In a March 7, 2022, letter, Barirega Akankwasa, the Executive Director of NEMA, accused Nayankumar of draining a wetland to establish a factory without approval from NEMA, contrary to section 157 of the National Environment Act No.5 of 2019.
According to Rubanda district authorities, the land in question measures about two acres and belongs to Edith Rubereti, a resident of the same area who holds a freehold land title in her late husband’s name. Rubanda LC 5 Chairperson, Stephen Ampeire Kasyaba, says that the contested area was never demarcated as a wetland, which explains their decision to allow the investor to construct the processing plant there.

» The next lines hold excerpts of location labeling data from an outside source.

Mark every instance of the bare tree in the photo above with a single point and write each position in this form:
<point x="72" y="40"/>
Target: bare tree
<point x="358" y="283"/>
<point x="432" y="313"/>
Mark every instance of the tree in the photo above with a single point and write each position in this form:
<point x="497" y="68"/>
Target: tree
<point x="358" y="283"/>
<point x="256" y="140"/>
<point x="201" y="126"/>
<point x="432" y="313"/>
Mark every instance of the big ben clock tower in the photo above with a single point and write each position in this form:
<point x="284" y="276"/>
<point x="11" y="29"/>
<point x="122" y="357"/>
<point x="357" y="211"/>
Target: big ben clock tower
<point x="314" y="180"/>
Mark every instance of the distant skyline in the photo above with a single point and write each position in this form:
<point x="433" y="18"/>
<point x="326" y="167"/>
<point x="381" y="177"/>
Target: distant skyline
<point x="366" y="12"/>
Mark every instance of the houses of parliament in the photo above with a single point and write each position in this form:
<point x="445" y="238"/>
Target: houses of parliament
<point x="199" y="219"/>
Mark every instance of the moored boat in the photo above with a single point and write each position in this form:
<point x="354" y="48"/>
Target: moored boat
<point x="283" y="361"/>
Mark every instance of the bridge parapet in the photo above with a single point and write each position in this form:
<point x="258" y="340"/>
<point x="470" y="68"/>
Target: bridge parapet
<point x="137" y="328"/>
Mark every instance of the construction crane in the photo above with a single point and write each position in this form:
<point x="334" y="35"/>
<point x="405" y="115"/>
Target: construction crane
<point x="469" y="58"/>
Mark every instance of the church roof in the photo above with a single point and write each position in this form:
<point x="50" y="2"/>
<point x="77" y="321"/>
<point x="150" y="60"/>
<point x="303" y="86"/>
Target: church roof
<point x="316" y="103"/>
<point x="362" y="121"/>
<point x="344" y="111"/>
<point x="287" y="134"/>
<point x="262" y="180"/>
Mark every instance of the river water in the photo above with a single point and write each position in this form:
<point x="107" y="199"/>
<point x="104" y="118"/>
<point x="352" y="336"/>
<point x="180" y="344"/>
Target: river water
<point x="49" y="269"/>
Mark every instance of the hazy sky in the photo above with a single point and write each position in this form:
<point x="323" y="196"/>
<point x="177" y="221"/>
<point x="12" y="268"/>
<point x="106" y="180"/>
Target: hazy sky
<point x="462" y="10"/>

He explains that the investor assured them that the plant would not pose any danger to the environment, such as air pollution, since it would have no serious gas emissions and would only be involved in drying the Artemether, which doesn’t require sophisticated machinery.
Kasyaba also noted that the processing plant would employ about 2000 people, and the least paid would be the casual labourers earning between 7000 and 10,000 shillings daily. Without revealing names, Kasyaba also accused two district councillors who petitioned NEMA of expressing support for the government’s plan of evicting people from Rubanda wetlands, yet it’s the only viable agricultural land available in the district.
Wilfred Arinda Nsheeka, the Rubanda LC 5 Youth Councillor, says that he conducted inquiries about the land in question and found out that it was not a wetland. He claimed that some councillors opposed to development were being used to sabotage the investor at the expense of the locals.
Isa Muhumuza, the Chairperson of the People Living with Disabilities-PWDs, questioned NEMA’s intention of writing to the investor without consulting district authorities on how the investor obtained permission to start construction works on the land in question.
Locals of Bubare Town Council are also protesting NEMA’s orders to stop the processing plant. Several hotel owners, including Demitori Niwahanga, Phionah Kyakunzire, and Eunice Tumwebemeze, told our reporter that they are now unable to sell food items they had bought for more than 120 construction workers who worked on the project.
Edith Rubereti, the owner of the land in question, told URN that she holds a freehold title that she acquired in 1972. She says that she transferred the land title from her late husband’s name to her own in 2021.
She dismissed claims that the place was a wetland, adding that before they gave out the land for construction, the investor consulted the land offices in Mbarara and Kampala to confirm that it wasn’t a wetland. In this story, Nayankumar hasn’t said anything because all of his known phone numbers were not working at the time this storey was being written.